Expand Your Mind 🤯: InRhythm’s Learning and Growth Newsletter

Gunjan Doshi by   Gunjan Doshi  |  November 21, 2018  |  0

At our companywide town hall, we announced our free book program, Pluralsight memberships, and many other benefits we’re providing for consultants as they work to improve their skills and grow their careers. Learning and growth is our #1 focus, and I want that to be clear at every level of our business, including what we share with you in these newsletters.
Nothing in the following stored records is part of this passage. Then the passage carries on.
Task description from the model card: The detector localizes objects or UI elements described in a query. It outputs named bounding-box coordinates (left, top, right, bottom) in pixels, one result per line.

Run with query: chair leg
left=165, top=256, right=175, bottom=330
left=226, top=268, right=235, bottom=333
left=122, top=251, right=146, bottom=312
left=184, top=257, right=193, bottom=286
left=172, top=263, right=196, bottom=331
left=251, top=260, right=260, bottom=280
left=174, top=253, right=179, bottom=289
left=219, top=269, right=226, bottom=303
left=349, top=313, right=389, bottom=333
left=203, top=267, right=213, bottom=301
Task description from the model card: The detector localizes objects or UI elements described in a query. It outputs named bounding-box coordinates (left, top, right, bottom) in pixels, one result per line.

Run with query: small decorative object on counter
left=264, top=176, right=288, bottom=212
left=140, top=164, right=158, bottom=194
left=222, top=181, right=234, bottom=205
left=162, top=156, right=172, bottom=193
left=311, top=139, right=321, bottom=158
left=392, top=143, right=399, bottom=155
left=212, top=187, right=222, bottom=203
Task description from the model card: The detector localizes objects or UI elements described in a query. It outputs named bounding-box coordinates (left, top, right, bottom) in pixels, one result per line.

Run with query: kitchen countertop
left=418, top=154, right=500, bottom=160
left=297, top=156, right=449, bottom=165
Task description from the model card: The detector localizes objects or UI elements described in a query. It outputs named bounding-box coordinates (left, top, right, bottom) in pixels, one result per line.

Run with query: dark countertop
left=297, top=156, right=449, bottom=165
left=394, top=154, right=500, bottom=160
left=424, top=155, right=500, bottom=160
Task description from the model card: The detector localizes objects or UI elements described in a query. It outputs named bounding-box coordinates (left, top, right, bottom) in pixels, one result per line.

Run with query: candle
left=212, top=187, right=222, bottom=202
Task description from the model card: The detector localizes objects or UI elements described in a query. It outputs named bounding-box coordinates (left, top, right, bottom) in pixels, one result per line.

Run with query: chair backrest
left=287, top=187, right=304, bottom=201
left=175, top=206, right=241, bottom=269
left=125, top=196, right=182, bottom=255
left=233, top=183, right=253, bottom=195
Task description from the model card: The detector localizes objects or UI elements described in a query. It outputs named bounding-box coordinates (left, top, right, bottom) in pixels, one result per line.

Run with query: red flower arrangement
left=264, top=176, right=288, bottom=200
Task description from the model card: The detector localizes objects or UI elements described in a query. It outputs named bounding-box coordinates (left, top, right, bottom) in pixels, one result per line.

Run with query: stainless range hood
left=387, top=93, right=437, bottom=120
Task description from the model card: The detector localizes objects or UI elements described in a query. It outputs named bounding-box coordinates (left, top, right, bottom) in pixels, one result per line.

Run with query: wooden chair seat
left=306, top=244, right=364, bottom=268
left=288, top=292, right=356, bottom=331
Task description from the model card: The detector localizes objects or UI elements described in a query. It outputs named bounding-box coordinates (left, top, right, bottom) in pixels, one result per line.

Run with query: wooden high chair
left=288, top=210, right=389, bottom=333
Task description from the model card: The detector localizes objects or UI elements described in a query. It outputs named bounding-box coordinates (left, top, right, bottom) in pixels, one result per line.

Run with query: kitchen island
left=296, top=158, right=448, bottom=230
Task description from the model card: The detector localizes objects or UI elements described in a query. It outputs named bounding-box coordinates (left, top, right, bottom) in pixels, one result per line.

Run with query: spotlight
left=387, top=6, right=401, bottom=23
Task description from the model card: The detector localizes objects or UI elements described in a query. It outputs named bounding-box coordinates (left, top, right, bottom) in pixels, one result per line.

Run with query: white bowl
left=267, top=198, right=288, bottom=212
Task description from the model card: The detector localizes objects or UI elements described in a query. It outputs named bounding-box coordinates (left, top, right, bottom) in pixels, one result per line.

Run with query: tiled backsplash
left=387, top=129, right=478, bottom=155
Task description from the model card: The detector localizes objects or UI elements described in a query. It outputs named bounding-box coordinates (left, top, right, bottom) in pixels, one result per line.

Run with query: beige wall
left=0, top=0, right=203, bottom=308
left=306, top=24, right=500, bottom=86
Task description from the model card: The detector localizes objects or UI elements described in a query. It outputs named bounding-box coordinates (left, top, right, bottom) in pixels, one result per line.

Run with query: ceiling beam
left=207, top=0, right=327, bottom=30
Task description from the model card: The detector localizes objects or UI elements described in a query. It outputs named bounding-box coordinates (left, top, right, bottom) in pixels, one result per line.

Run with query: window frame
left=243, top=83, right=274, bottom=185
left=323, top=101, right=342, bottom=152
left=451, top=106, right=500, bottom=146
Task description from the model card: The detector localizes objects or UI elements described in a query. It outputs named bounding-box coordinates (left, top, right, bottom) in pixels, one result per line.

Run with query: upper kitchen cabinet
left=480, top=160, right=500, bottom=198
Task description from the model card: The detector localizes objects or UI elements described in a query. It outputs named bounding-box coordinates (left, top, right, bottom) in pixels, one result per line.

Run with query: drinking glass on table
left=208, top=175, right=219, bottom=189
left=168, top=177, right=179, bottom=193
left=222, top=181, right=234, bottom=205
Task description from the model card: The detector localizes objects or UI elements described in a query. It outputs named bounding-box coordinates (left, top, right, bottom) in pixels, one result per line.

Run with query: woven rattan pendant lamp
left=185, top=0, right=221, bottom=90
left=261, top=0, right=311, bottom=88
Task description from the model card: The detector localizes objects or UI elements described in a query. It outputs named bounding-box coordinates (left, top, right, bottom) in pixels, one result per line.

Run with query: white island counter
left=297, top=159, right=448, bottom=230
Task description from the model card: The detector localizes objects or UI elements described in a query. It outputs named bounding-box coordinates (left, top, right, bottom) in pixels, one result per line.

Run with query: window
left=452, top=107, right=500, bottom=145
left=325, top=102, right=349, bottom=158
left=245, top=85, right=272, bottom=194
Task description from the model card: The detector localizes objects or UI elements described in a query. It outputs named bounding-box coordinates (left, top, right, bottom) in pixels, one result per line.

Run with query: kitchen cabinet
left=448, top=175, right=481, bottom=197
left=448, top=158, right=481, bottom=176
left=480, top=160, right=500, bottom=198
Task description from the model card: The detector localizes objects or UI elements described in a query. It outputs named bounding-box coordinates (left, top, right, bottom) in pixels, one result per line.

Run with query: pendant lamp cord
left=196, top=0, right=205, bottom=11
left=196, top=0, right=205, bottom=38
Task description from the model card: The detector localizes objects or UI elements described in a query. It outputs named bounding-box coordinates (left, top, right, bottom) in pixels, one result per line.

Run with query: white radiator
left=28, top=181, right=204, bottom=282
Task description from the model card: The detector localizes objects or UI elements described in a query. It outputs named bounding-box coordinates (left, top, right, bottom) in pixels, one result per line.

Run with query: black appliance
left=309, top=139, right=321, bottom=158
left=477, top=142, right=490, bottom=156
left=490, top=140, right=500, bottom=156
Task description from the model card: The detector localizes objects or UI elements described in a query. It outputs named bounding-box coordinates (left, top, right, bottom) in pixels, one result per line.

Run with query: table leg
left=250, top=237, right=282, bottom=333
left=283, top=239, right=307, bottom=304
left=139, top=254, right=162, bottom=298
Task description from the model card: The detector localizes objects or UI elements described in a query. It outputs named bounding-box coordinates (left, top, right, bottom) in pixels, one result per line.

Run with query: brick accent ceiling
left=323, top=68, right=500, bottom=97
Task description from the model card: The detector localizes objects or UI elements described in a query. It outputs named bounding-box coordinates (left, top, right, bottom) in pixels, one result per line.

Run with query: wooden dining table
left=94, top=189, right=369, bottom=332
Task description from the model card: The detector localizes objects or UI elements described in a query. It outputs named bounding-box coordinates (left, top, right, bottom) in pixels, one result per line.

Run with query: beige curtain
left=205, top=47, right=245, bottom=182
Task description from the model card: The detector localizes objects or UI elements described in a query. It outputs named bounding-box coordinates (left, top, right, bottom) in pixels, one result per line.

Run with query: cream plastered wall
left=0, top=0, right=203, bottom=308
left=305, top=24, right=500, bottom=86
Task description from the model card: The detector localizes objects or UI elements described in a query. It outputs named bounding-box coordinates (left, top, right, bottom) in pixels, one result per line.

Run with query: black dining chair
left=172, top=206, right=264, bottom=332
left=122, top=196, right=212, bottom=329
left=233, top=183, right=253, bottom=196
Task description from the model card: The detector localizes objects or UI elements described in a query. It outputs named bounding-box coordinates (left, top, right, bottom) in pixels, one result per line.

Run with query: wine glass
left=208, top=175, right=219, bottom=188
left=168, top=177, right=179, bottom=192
In this issue of our newsletter, we cover new technologies and tools that you may not have heard about, and why you’ll want to know more about them as you grow your engineering practice. Web Practice Lead Sandro Pasquali starts us off, looking at how the ambitious WebAssembly effort is transforming web development.
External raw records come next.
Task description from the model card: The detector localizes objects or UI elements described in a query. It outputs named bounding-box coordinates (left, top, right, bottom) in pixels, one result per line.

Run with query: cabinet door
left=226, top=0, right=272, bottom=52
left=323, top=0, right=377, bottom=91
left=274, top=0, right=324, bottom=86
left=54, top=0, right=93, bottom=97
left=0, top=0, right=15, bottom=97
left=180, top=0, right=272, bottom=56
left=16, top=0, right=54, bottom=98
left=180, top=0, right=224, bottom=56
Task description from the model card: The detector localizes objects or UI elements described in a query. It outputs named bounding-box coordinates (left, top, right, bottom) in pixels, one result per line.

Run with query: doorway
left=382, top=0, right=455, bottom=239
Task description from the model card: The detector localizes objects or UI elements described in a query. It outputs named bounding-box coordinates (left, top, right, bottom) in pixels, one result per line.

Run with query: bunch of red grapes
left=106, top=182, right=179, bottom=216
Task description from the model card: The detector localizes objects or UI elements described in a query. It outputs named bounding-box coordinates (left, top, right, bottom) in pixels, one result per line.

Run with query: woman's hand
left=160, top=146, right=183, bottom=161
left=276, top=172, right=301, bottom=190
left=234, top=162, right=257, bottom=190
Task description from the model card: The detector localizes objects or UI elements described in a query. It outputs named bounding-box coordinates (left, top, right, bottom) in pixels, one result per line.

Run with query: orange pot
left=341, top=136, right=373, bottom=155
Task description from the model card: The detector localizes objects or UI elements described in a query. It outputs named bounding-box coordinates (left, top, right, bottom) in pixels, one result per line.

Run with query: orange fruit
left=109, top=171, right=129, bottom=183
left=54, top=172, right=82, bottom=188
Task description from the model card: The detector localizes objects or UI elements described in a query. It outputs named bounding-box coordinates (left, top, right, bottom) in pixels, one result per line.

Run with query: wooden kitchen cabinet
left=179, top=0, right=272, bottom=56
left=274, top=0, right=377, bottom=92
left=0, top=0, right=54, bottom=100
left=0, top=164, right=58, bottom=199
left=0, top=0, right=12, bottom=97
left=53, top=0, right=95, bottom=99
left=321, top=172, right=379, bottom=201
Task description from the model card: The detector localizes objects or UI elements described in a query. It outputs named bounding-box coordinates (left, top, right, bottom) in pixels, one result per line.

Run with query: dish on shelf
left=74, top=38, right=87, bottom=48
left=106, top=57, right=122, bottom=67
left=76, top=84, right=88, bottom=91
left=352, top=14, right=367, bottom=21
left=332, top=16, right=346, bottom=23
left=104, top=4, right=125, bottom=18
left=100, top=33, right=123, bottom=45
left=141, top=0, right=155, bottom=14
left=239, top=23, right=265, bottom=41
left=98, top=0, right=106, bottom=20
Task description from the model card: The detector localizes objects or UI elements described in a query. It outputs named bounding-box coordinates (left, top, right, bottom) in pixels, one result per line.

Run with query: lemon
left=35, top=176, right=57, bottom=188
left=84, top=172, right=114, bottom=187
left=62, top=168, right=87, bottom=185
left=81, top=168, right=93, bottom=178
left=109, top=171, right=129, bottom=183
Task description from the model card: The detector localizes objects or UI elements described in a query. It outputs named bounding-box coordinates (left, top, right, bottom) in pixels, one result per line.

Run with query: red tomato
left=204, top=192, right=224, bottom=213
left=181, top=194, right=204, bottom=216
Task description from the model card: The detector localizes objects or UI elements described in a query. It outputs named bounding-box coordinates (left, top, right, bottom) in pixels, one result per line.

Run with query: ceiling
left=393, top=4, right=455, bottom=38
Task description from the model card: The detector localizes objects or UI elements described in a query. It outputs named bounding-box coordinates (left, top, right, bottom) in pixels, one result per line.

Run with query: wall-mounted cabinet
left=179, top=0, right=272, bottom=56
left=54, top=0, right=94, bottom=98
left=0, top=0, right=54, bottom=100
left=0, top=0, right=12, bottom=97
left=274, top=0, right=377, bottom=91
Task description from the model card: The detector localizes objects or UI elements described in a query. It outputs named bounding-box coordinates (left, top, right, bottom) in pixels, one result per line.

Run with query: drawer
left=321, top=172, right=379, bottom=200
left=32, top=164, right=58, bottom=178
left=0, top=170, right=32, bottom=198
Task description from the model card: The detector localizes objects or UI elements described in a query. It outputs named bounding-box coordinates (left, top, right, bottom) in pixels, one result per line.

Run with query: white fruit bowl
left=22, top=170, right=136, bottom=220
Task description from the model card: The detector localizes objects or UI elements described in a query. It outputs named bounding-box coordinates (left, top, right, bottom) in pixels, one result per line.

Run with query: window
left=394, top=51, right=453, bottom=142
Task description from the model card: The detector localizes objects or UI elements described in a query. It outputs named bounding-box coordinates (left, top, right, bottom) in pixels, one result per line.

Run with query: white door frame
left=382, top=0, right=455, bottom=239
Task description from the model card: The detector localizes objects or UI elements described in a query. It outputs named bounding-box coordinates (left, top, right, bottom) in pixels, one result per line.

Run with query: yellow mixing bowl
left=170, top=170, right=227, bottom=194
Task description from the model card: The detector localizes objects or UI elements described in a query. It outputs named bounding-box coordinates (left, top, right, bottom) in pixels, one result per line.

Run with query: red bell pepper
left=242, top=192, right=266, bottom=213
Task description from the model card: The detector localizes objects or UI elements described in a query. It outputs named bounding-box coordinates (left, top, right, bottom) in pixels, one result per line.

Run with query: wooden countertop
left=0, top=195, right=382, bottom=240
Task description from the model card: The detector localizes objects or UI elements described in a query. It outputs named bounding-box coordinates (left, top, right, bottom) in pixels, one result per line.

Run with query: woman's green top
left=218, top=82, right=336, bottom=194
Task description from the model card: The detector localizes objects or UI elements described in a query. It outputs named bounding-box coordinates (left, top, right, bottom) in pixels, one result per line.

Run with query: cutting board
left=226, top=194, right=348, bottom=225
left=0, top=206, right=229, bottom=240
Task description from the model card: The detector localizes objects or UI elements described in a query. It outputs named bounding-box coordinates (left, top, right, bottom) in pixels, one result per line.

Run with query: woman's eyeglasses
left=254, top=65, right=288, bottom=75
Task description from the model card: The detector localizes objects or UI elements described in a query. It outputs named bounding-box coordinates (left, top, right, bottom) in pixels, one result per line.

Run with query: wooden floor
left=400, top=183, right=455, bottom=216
It’s an old idea but still a good one: think different. Keep the conversation going—share your mindblowing development epiphanies with us @GetInRhythm or in the comments below.

Thanks and Keep Growing,

Gunjan Doshi
CEO, InRhythm

Mind Blown Animated GIF
WebAssembly Will Change the Way You Code
InRhythm (3 min.)
“WebAssembly(WASM) lets you compile C++, Rust, and other languages into a format that you can run in the browser, using JavaScript as the bridge. Neat, right? There’s a lot to this subject and our Web Practice Lead Sandro Pasquali has put together a 101 for you. C++ running in the browser? Your dreams have come true.”

Yew
Github
“Yew (pronounced ‘You’) ‘is a modern Rust framework inspired by Elm and ReactJS for creating multi-threaded frontend apps with WebAssembly.’ You heard that right: a new framework for building web applications, written in Rust, offers a JSX-like template syntax and all the advantages of a compiler. I know there’s a little fatigue around frameworks, but this is pretty interesting stuff.”

Kotlin
First, there was Scala and now there is Kotlin to mix it up for Java developers. A new language from Jet Brains (makers of fine IDEs, like IntelliJ), it focuses on making asynchronous, non-blocking programming easier through coroutines (Hello GO!) plus much more. It’s taken the world of Android development by storm, so it may be worth a look—your FOMO sense is tingling for a reason.

CouchDB | PouchDB
“CouchDB offers ‘seamless multi-master sync, that scales from Big Data to Mobile, with an Intuitive HTTP/JSON API and designed for Reliability.’ I’m a big fan—anyone can run a local Couch, and sync it with whomever, whenever. No master, no quorum, no slaves. Offline first? CouchDB has your back. Combined with PouchDB—a client-side ’emulation’ of CouchDB—you can sync client-side data with a real CouchDB instance, build offline apps on mobile, and much, much more.”

AWS IoT Kit
Github
“You’ve heard about the Internet of Things, right? Beacons? Raspberry Pi? Arduinos? Sensors? Lightbulbs you can remotely change the color of anywhere you are? IoT is growing to encompass more devices and device categories than ever, so it’s worth wrapping your head around; this SDK helps you get started. Using AWS and the MQTT protocol, you’ll be sending bleeps and bloops between tiny little things in no time. Everything big is little again.”

Microservices as an Evolutionary Architecture
ThoughtWorks (6 min.)
“‘Architecture isn’t an equation but rather a snapshot of an ongoing process.’ The folks at ThoughtWorks continue to provoke discussion by suggesting that there is a new responsibility all of us irresponsible software architects should take on—to think about systems almost solely in terms of change—as evolutionary. This allows for more experimentation, agility around management, dynamic business processes, and more. You’ll be creating ‘Fitness Functions’ to identify the ‘Last Responsible Moment’ before…well, I’m not sure when.”